Archives for posts with tag: baby rabbit

I watched a wonderful documentary on BBC Four the other night about the dawn chorus.  It was part of the slow television series of programs which included a very relaxing two hours of television following a barge on it’s journey up the Kennet and Avon canal.

Mehmet The Magnificent and Tina Sparkles had gone to bed early leaving me with Tomasz and Tufty-Tim curled up on the sofa beside me.  According to the documentary, early May is when the dawn chorus is at its loudest and as the television set came alive with the trill of bird-song the cats began to stir.  Tomasz, a seasoned house-cat having had two homes before being adopted by my clients, watched the screen intently but seemed to know that the birds that hopped about on it were not accessible to him.  Tufty-Tim, however, being the youngest member of The Freathy Feline Four and coming from rural beginnings was fascinated and flummoxed by the chirping, two dimensional creatures that tantalizingly fluttered before him.  So real did Tufty-Tim believe them to be that he sat in front of the television, patting the image of a blackbird perched on the branch of a tree with his paw.  When the black bird flew off, Tim got up onto the television table but couldn’t catch it!  I had visions of Tufty-Tim jumping over the telly and getting into a pickle.  Despite encouraging him down from his vantage point, Tim still had to check around the back of the T.V. set just in case his feathered prey were hiding behind it!!
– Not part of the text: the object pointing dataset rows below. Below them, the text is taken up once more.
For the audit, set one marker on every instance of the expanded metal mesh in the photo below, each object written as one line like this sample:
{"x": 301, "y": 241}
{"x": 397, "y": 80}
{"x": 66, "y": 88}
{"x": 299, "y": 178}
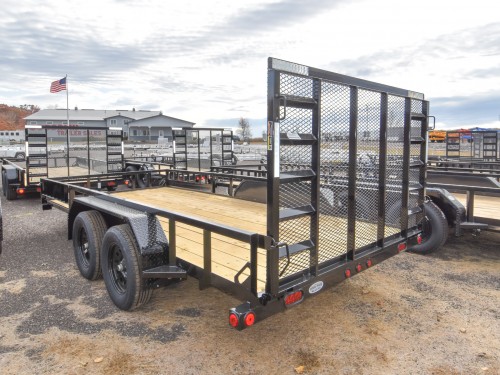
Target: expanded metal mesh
{"x": 336, "y": 160}
{"x": 334, "y": 170}
{"x": 62, "y": 152}
{"x": 394, "y": 170}
{"x": 200, "y": 150}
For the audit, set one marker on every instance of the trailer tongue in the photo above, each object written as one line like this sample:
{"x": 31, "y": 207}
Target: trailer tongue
{"x": 344, "y": 190}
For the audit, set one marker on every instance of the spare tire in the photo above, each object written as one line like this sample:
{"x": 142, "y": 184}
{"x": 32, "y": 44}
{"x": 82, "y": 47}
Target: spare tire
{"x": 435, "y": 230}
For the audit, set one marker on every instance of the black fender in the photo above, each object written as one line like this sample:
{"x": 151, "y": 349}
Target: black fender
{"x": 148, "y": 232}
{"x": 453, "y": 210}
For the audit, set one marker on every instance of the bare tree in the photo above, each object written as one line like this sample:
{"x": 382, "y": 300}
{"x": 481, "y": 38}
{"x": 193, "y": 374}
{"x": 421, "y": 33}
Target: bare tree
{"x": 244, "y": 129}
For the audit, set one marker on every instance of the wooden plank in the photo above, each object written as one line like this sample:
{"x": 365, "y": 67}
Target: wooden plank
{"x": 237, "y": 213}
{"x": 484, "y": 206}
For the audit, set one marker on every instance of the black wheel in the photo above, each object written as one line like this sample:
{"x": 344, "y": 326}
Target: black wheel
{"x": 122, "y": 267}
{"x": 88, "y": 232}
{"x": 435, "y": 230}
{"x": 11, "y": 193}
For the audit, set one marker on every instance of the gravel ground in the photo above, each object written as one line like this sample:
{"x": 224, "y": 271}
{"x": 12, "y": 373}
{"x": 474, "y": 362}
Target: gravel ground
{"x": 412, "y": 314}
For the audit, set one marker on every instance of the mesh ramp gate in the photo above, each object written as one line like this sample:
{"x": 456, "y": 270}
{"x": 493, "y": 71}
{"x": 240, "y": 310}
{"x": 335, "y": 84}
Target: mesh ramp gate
{"x": 57, "y": 151}
{"x": 347, "y": 165}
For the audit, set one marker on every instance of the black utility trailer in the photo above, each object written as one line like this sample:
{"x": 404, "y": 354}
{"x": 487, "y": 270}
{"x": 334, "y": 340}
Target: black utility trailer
{"x": 61, "y": 152}
{"x": 343, "y": 191}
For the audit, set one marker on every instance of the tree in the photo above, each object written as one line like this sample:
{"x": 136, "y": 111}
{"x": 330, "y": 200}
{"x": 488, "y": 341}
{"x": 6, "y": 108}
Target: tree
{"x": 244, "y": 129}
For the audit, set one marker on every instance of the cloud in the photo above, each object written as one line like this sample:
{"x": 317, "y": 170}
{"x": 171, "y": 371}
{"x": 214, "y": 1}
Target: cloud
{"x": 470, "y": 110}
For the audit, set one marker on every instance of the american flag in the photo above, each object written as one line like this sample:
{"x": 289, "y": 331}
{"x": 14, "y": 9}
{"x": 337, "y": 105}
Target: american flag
{"x": 59, "y": 85}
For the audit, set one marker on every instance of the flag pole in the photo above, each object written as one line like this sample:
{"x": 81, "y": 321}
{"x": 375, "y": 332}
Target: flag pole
{"x": 67, "y": 101}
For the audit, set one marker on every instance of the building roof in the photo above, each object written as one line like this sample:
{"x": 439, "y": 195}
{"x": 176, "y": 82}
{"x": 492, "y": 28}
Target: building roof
{"x": 187, "y": 123}
{"x": 88, "y": 114}
{"x": 4, "y": 125}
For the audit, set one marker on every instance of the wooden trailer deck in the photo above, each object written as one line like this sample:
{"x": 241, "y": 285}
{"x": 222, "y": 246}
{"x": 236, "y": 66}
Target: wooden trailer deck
{"x": 230, "y": 256}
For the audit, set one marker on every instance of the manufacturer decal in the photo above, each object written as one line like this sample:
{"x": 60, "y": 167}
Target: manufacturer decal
{"x": 270, "y": 130}
{"x": 316, "y": 287}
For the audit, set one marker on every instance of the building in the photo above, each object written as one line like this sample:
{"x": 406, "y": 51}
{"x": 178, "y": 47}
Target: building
{"x": 10, "y": 134}
{"x": 137, "y": 125}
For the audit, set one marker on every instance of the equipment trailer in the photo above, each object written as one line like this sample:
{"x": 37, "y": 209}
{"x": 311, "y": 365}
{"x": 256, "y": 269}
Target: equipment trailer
{"x": 327, "y": 213}
{"x": 61, "y": 152}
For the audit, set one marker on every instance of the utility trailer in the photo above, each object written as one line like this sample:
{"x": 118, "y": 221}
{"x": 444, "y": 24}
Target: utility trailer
{"x": 60, "y": 152}
{"x": 308, "y": 233}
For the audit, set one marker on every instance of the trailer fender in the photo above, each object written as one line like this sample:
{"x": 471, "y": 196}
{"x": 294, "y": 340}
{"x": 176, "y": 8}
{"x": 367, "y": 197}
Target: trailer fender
{"x": 435, "y": 230}
{"x": 150, "y": 237}
{"x": 451, "y": 207}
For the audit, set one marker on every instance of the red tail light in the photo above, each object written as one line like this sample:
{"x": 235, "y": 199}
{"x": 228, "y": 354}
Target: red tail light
{"x": 249, "y": 318}
{"x": 294, "y": 297}
{"x": 234, "y": 320}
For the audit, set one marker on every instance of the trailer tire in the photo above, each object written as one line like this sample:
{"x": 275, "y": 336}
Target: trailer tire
{"x": 122, "y": 268}
{"x": 89, "y": 228}
{"x": 435, "y": 230}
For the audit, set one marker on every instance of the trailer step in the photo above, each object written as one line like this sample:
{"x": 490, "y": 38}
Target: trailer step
{"x": 165, "y": 272}
{"x": 297, "y": 212}
{"x": 295, "y": 248}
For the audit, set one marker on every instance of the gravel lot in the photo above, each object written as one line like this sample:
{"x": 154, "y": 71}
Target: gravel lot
{"x": 413, "y": 314}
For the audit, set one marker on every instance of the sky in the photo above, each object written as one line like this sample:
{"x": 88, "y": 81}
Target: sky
{"x": 206, "y": 61}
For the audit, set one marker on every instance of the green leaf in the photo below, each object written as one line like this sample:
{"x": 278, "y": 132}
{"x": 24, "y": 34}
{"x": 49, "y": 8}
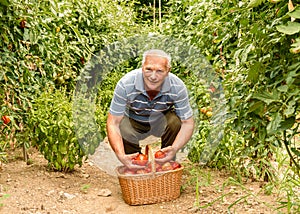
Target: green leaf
{"x": 290, "y": 108}
{"x": 273, "y": 126}
{"x": 296, "y": 13}
{"x": 254, "y": 72}
{"x": 4, "y": 2}
{"x": 255, "y": 3}
{"x": 267, "y": 97}
{"x": 289, "y": 29}
{"x": 287, "y": 124}
{"x": 295, "y": 151}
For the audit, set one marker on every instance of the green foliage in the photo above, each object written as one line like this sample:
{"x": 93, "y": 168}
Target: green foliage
{"x": 51, "y": 130}
{"x": 260, "y": 74}
{"x": 46, "y": 44}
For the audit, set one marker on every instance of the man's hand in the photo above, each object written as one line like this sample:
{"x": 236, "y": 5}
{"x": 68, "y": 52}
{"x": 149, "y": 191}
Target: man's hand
{"x": 127, "y": 161}
{"x": 170, "y": 154}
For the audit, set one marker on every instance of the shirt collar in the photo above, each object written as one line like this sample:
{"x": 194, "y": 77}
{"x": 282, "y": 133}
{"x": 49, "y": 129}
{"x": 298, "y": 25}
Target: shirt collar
{"x": 139, "y": 82}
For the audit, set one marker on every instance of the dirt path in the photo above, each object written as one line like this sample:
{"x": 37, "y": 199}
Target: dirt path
{"x": 33, "y": 189}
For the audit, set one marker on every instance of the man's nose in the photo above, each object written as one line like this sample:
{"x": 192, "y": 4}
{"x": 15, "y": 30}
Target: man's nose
{"x": 153, "y": 75}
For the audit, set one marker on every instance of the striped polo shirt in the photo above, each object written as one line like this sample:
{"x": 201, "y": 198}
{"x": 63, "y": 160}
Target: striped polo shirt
{"x": 130, "y": 98}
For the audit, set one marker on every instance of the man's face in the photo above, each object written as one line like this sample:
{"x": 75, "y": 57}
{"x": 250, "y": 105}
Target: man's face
{"x": 155, "y": 70}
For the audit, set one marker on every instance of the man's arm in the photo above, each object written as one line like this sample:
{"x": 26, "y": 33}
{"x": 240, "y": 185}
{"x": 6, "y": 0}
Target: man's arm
{"x": 116, "y": 142}
{"x": 184, "y": 135}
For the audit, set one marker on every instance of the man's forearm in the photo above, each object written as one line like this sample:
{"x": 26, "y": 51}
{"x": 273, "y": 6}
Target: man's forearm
{"x": 184, "y": 135}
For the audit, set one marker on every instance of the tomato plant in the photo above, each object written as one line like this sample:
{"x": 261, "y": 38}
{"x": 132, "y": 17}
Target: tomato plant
{"x": 159, "y": 154}
{"x": 140, "y": 159}
{"x": 5, "y": 119}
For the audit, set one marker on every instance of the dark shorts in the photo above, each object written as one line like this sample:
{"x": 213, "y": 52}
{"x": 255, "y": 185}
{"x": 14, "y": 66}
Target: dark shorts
{"x": 132, "y": 131}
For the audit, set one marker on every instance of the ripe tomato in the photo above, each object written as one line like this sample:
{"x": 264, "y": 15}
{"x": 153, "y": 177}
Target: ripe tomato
{"x": 140, "y": 160}
{"x": 175, "y": 165}
{"x": 129, "y": 172}
{"x": 142, "y": 171}
{"x": 5, "y": 119}
{"x": 166, "y": 166}
{"x": 159, "y": 154}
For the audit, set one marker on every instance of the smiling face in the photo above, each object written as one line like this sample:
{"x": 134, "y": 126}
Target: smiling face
{"x": 155, "y": 70}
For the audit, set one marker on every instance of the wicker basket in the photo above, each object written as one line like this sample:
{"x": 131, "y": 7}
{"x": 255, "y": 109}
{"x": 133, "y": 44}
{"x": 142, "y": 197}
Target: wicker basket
{"x": 150, "y": 188}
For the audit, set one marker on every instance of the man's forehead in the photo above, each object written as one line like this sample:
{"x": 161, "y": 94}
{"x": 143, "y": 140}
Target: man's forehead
{"x": 153, "y": 57}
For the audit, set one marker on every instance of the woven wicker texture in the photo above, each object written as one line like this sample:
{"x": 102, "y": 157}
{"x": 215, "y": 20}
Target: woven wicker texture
{"x": 150, "y": 188}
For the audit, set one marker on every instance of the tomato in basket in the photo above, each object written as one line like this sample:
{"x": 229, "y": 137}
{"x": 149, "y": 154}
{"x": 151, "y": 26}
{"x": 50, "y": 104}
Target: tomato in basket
{"x": 129, "y": 171}
{"x": 175, "y": 165}
{"x": 159, "y": 154}
{"x": 166, "y": 166}
{"x": 140, "y": 160}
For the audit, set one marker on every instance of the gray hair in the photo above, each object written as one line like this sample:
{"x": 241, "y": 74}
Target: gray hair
{"x": 157, "y": 52}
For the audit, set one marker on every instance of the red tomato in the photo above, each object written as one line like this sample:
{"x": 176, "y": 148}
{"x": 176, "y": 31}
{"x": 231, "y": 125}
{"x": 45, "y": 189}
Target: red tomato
{"x": 140, "y": 159}
{"x": 129, "y": 172}
{"x": 158, "y": 167}
{"x": 148, "y": 168}
{"x": 142, "y": 171}
{"x": 159, "y": 154}
{"x": 166, "y": 166}
{"x": 5, "y": 119}
{"x": 175, "y": 165}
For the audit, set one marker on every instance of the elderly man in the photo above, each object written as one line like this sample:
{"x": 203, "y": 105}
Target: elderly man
{"x": 149, "y": 101}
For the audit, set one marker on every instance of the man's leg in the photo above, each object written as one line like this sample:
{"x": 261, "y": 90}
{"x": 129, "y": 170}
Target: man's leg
{"x": 132, "y": 132}
{"x": 172, "y": 129}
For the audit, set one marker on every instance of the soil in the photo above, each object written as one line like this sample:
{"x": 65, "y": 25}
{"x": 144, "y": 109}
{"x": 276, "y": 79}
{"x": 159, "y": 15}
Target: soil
{"x": 34, "y": 189}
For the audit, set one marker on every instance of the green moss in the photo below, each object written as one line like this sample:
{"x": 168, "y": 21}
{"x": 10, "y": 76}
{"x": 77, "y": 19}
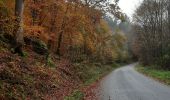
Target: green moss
{"x": 77, "y": 95}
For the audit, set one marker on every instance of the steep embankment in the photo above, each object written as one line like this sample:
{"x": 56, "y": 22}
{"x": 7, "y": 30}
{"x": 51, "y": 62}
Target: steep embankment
{"x": 29, "y": 78}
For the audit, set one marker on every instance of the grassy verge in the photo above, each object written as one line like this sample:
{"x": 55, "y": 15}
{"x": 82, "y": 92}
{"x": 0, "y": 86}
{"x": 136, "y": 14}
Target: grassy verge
{"x": 93, "y": 74}
{"x": 158, "y": 74}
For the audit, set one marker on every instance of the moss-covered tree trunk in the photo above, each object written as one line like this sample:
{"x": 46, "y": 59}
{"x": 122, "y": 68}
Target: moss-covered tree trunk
{"x": 18, "y": 33}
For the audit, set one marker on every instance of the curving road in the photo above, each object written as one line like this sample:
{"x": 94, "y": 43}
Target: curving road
{"x": 127, "y": 84}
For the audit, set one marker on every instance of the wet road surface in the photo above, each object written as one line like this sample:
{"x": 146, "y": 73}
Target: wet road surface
{"x": 127, "y": 84}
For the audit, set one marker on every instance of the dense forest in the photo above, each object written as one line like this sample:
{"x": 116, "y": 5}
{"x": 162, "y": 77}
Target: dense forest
{"x": 49, "y": 48}
{"x": 55, "y": 49}
{"x": 151, "y": 28}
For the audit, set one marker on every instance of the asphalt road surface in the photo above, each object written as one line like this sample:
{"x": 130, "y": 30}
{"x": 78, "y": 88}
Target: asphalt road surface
{"x": 127, "y": 84}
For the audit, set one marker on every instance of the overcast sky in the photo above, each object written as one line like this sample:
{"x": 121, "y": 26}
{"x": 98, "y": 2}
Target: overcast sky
{"x": 129, "y": 6}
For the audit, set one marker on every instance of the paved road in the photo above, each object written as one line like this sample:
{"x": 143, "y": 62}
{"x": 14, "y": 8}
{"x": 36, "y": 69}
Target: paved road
{"x": 127, "y": 84}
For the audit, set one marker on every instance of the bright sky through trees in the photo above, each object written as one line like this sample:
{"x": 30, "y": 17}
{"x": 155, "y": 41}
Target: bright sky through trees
{"x": 129, "y": 6}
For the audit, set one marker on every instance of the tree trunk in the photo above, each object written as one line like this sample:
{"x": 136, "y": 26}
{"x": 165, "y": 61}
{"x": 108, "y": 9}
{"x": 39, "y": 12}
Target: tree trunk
{"x": 169, "y": 13}
{"x": 19, "y": 40}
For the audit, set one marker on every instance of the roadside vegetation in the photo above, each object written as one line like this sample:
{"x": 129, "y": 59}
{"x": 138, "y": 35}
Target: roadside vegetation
{"x": 51, "y": 49}
{"x": 151, "y": 43}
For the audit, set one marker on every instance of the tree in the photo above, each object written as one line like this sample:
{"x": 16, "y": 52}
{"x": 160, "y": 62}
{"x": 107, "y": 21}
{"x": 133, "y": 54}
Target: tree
{"x": 19, "y": 9}
{"x": 152, "y": 20}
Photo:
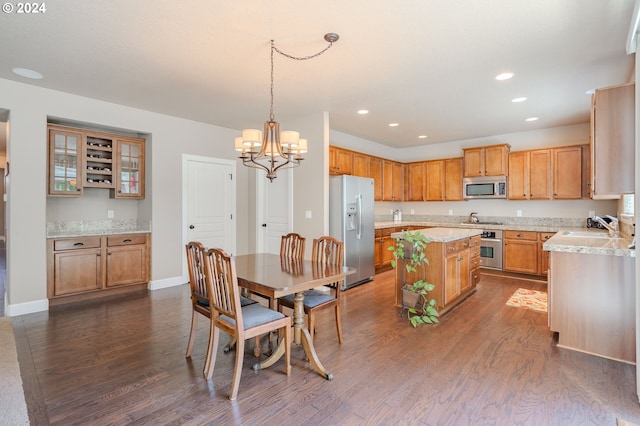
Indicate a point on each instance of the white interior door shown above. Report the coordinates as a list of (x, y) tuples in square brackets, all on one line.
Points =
[(210, 202), (275, 211)]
Can you hear the rabbit screaming?! Can you?!  Well I did the other day when Gwynn, the springer spaniel caught a kit!! I’m used to the spangles disappearing into the woodland undergrowth, especially Gwynn, who I’ve nick-named Thunder Knickers because she charges through the brush like a rhino with a firework tied to it’s tail!! So I didn’t take too much notice of her headlong dash into the foliage other than Bracken, who is usually her steadying influence, followed after her.  I was alerted that something was a foot by a stomach churning scream which had me looking around wildly for a child in danger!  It was then that Gwynn came tumbling out of the thicket of brambles with the baby rabbit between her jaws! In her excitement she dropped the hapless rabbit, which stunned, lay on its side gasping for breath.  I’ll give the dogs their due, once I’d warned them off it, they left the small, bundle of grey fur alone.  I couldn’t be sure if Gwynn had done any internal damage to the creature.  I took in the rabbit’s heaving side, it’s huge black glassy eye and its tiny body and thought I can’t dispatch this poor thing, what am I going to do?  I didn’t want to let the dogs finish it off, which might have been quicker?!  I wondered if the shock would kill it? In the end I left the kit, hoping it would recover from the shock.  I felt terrible as I walked away from the small, helpless animal but I couldn’t bring myself to put an end to its suffering, which may have  been a kinder thing to do I guess.  I took the dogs on a circular walk and we passed again the spot where Gwynn had dropped the baby rabbit, it wasnt’ there.